There's a huge difference between Reddit keeping our data "locked away" on their private server vs. a system that puts it all out in public view. You can bet your behind that Big Tech and governments are harvesting ALL of it as we speak. This is MUCH worse than Reddit just selling some data to a few third party actors.

[–] [email protected] 1 points 2 years ago* (last edited 2 years ago)

I completely agree that sharing it with other instances is a problem.

You can bet your behind that Big Tech and governments are harvesting ALL of it as we speak.

This is super nitpicky, but assuming it exposed even a minute amount of the data that Reddit freely ships to whoever buys it (including governments), I actually think it's far less likely to be seen. Social media companies are well-known to freely give access to anything law enforcement, governments or advertisers would like. Most if not all, have exposed APIs which allow law enforcement at least to collect almost any data at their leisure.

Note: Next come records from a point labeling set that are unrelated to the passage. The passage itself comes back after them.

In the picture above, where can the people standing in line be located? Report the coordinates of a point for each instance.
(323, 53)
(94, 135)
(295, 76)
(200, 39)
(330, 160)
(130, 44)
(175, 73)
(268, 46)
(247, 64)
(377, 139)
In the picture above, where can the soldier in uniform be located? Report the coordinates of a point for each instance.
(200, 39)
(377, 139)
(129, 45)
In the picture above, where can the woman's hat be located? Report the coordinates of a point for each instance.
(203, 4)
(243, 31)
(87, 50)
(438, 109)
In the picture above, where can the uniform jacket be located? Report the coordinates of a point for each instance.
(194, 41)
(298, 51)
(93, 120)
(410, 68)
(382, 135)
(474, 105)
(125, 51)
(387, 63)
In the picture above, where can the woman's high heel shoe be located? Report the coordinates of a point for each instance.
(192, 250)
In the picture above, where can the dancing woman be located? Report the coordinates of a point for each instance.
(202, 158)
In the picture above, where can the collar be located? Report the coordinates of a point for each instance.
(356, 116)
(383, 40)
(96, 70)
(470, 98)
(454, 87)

This data is packaged up by the orgs who have the data.

Scraping Lemmy for this information would require their own solutions, and backends to handle all the data. Here in the UK, our tecnically-inept government famously broke their multi-billion COVID test-and-trace system because the excel spreadsheet they used as a database, ran out of lines...

Even assuming it's true that all of these groups have bothered to make their own solutions and bought server space to store the data themselves for a relatively tiny (certainly until very recently), the only data they get is who liked what post/comment.

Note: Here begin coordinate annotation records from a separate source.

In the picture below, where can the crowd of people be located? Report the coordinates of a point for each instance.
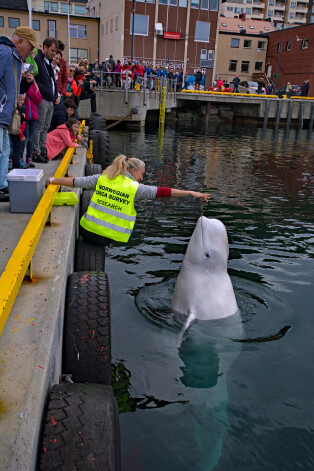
(45, 94)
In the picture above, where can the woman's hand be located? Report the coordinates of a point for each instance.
(204, 196)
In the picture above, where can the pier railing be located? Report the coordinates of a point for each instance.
(21, 259)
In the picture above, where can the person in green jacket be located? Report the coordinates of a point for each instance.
(111, 213)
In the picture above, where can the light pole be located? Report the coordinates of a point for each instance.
(132, 44)
(280, 47)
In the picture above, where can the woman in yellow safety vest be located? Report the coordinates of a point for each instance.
(111, 214)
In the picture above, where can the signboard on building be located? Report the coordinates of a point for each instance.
(169, 35)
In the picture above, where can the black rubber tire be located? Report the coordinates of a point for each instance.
(89, 257)
(87, 335)
(92, 169)
(100, 148)
(85, 200)
(81, 430)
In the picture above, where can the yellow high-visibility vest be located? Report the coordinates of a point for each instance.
(111, 212)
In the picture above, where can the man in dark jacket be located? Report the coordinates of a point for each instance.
(49, 92)
(12, 51)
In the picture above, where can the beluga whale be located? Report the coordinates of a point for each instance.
(203, 289)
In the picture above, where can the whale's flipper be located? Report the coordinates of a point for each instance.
(191, 317)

That is a small snowflake compared to the iceberg that other social media organizations collect, package and sell. Facebook for example collect enough data that they earn more per user than Netflix.

Certainly, as Lemmy and ActivityPub gain more traction, this is a privacy hole which deserves some consideration, and should be immediately plugged. But I just don't think it's in the same solar system as exposing data to any social media site.